After many years of thinking it is just men being arrogant, I now think it's a combination of that and my very intense eye contact. I am kind of all or nothing about eye contact.

I still mean nothing by it, to be perfectly clear. To me, I am just looking at you, but allistics see body language.
 
@Aspychata I know exactly what you are saying.
And it is true the seniours are going wild since the viagra revolution.
They are getting STDs left and right.
I'm in my 60's and even though I am not in a good relationship, I'm not looking either.

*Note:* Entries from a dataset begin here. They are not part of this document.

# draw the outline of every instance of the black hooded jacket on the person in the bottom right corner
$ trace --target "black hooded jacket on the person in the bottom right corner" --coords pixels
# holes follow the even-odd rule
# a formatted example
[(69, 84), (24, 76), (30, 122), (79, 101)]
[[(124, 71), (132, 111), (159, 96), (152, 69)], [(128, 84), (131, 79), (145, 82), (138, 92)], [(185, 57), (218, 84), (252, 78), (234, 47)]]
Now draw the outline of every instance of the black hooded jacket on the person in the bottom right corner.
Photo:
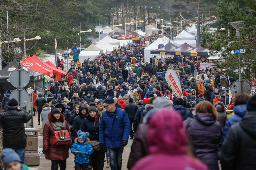
[(249, 111), (233, 125), (219, 154), (222, 170), (256, 169), (256, 112)]

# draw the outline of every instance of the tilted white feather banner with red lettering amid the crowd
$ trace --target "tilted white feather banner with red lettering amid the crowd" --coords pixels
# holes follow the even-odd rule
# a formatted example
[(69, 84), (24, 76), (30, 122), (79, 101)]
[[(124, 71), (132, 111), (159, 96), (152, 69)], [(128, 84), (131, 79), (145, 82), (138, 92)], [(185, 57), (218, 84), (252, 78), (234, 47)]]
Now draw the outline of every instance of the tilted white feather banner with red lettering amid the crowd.
[(170, 86), (172, 93), (176, 97), (183, 98), (183, 94), (182, 94), (182, 90), (181, 90), (181, 83), (179, 82), (179, 77), (175, 73), (175, 71), (172, 69), (168, 69), (167, 72), (165, 73), (164, 78), (166, 79), (168, 85)]

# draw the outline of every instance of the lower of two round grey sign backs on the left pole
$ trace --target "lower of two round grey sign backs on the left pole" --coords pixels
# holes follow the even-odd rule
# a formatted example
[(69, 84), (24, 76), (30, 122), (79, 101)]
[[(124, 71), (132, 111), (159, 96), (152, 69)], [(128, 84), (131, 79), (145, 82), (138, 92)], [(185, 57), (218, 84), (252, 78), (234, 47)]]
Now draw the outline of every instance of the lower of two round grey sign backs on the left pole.
[(19, 102), (19, 91), (20, 91), (20, 107), (24, 108), (29, 100), (29, 94), (25, 89), (15, 89), (12, 90), (12, 93), (10, 94), (10, 100), (12, 98), (15, 98)]

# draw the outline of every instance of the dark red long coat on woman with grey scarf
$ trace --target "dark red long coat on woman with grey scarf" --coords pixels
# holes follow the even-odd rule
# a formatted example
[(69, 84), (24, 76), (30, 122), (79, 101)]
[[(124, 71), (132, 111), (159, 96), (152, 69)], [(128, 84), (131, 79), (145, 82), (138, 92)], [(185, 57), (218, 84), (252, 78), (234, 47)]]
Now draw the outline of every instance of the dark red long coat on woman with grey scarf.
[[(56, 121), (56, 118), (53, 117), (51, 112), (48, 114), (48, 119), (44, 124), (43, 128), (43, 151), (45, 153), (45, 158), (49, 160), (65, 160), (69, 157), (69, 147), (72, 146), (72, 141), (70, 141), (69, 144), (66, 145), (54, 145), (53, 144), (53, 125), (51, 125), (51, 122)], [(65, 117), (63, 114), (61, 114), (61, 121), (65, 121)], [(63, 128), (62, 130), (68, 130), (69, 131), (69, 125), (67, 125), (67, 121), (65, 121), (66, 128)], [(70, 135), (71, 136), (71, 135)]]

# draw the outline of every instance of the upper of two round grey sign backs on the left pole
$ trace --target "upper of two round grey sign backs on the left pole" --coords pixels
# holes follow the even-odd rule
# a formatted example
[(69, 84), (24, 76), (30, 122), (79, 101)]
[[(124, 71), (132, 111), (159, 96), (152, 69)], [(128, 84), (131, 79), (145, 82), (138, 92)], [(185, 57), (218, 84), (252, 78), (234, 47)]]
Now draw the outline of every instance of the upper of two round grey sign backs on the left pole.
[[(30, 76), (24, 69), (20, 69), (20, 88), (24, 88), (28, 85)], [(13, 70), (10, 75), (10, 82), (15, 88), (19, 88), (19, 70)]]

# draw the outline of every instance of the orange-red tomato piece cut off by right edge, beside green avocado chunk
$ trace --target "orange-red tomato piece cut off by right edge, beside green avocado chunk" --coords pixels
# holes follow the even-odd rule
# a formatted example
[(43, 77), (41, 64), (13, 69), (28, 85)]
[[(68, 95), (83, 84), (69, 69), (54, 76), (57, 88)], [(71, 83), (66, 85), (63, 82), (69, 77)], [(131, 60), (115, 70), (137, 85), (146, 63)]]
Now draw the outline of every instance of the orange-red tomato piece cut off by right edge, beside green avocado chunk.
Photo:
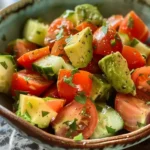
[(150, 66), (137, 68), (131, 78), (138, 90), (150, 95)]

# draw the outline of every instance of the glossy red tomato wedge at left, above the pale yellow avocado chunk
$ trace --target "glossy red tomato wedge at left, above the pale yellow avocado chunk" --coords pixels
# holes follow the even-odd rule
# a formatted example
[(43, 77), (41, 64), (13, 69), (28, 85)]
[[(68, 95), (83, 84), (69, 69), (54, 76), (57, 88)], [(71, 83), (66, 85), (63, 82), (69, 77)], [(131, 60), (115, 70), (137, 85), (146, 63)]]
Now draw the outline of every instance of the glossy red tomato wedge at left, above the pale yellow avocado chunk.
[(13, 74), (11, 93), (14, 96), (15, 91), (25, 91), (40, 96), (52, 83), (33, 71), (21, 70)]

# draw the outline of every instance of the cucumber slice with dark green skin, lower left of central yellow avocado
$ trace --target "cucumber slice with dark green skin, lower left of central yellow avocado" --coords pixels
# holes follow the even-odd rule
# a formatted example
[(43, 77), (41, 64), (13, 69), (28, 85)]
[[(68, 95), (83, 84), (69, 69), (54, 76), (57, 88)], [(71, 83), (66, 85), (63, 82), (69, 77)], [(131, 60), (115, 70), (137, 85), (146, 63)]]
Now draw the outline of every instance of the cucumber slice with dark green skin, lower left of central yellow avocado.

It was different in my 20's, but, now it seems like bs looking back and holds no interest now.
 
I look at people's mouths when they talk, sorta lipread. I think it gets misinterpreted. Lack of frown or aloof expression can get you hit on too.
 
I have a friend [male] who's on the spectrum and has been through a similar situation. A female friend he made at work assumed he was hitting on her while he had no interest in dating her. She was dating a friend of his, but she just thought he liked her because he kept talking to her. She just didn't believe him when he tried to explain. It was a very painful letdown for him.